Just after Brockville, I was roused from my sleepy reading to the train slowing, then to the smells of overheated engines. I cursed, remembering the time a bad engine made us creep into Ottawa, past whizzing cars and busses, at about 8km/h.
A minute or two passed before one of the train's flight attendants announced that she didn't know why we were stopped, but that she'd keep us apprised. A few minutes later, she kept her promise, vaguely mentioning a railway accident "ahead of us", and that the engineers would need to be relieved. It was all very underspecified, but it was going to take between two and three hours to get things sorted out.

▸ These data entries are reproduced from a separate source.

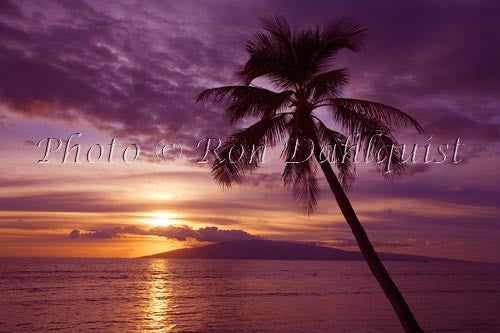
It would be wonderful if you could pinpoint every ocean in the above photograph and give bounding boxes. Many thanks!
[0,258,499,332]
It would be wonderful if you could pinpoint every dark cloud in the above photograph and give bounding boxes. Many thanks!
[0,0,23,19]
[0,220,53,230]
[69,225,260,242]
[0,170,209,189]
[425,109,500,142]
[0,0,240,149]
[361,208,500,231]
[350,177,500,208]
[0,190,275,213]
[1,0,499,147]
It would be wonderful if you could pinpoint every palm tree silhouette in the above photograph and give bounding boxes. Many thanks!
[196,15,424,332]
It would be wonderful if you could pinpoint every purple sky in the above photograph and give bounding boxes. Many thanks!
[0,0,499,260]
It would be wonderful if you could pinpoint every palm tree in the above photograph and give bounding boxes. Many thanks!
[196,15,424,332]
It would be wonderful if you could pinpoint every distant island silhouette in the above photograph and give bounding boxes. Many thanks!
[141,240,459,262]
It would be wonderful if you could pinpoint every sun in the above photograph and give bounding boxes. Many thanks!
[144,212,179,227]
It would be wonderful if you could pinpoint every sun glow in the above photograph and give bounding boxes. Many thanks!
[143,212,180,227]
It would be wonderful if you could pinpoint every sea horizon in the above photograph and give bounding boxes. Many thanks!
[3,239,498,263]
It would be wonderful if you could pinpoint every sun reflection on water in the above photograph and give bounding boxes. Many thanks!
[144,259,176,332]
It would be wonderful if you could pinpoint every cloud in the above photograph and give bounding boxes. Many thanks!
[0,0,240,150]
[0,0,23,19]
[350,178,500,208]
[402,164,431,176]
[242,172,282,189]
[1,0,499,148]
[69,225,260,242]
[359,208,500,232]
[425,109,500,142]
[0,190,274,213]
[0,219,54,230]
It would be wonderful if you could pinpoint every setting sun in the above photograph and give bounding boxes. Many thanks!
[143,212,180,227]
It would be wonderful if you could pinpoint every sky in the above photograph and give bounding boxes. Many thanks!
[0,0,499,261]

I kept reading for a while, and then eventually started walking the length of the train, heading backwards first. When I reached the back, the vagueness became clear -- about 300m back, there was a crossing, with a couple of cars and some pilons. A few others gathered around the window filled me in on the rumour mill: we'd hit someone, maybe two, it might have been a child, they threw themselves in front of the train, that red car has been there since before anyone else got there. Why were we waiting at all; they're already dead? Why would someone do that? Why does it take so long to get going again? I put in my two cents -- procedures, trauma to the engineers, waiting for the coroner, and replacement conductors. Most people seemed pretty understanding about the whole thing. Some lamented that they continued to charge for the coffee and tea. The capitalist in me knew that was the best way to distribute what was no doubt an inadequate supply, though it did seem rather cutthroat.
I paced my way through to the front of the train, squeezing by the emptying snack carts, chatting with people as I passed. Each car seemed to have a different personality. Some had people up, standing, chatting, others had a good few glasses of wine going around. Several were quiet, some had children playing games, or irritating their impatient parents.
In the stuffy section between two cars, a fellow from Toronto had his guitar, and was strumming away quietly. He had gelled up hair, and a guitar that was well-worn, with a bit of stuff stuck to the body. Marshmallows from a recent campfire singalong, he explained without sheepishness. Just a part of his guitar's character. I encouraged him to play for one of the cars, but he declined. A young man whose seat was across the aisle from mine came into the compartment. The guitarist asked him if he knew how to sing, and the young, freckled, fluently bilingual Quebecker suggested "You Are My Sunshine," and upped the ante: He wanted to sing it to his girlfriend. Strike that, fianceé; not being romantic, he'd proposed to her last year, in a parking lot. The musician said that this was "the good stuff", true love, and all that, in that mellow, sincere way only an artist can.
I went and sat back down, to the last dregs of work that needed to be done before my vacation can begin in ernest. A few minutes later, the freckled Quebecker surreptitiously handed me his camera, and asked me to take a few photos. He and the guitarist returned a couple minutes later, and I ducked behind to take some photos. The car joined in a little, with a few claps, but not as much as I sorta hoped.
After this interlude, I started pacing back and forth, visiting the back of the train. Eventually, the morbid interest got the best of me: I had been refusing to take photos, but when some police officers were walking back towards the accident, I used it as an excuse to take a photo of the scene.
It's physically the closest I've ever been to death, and no doubt it was a fairly gruesome one as these things go. There were certainly a lot of disrupted plans, my own included, but perspective must be maintained on those lives were interrupted, or halted, far more than ours: the conductors, the victim, and their friends and family.
We're moving again now, full tilt toward Cornwall.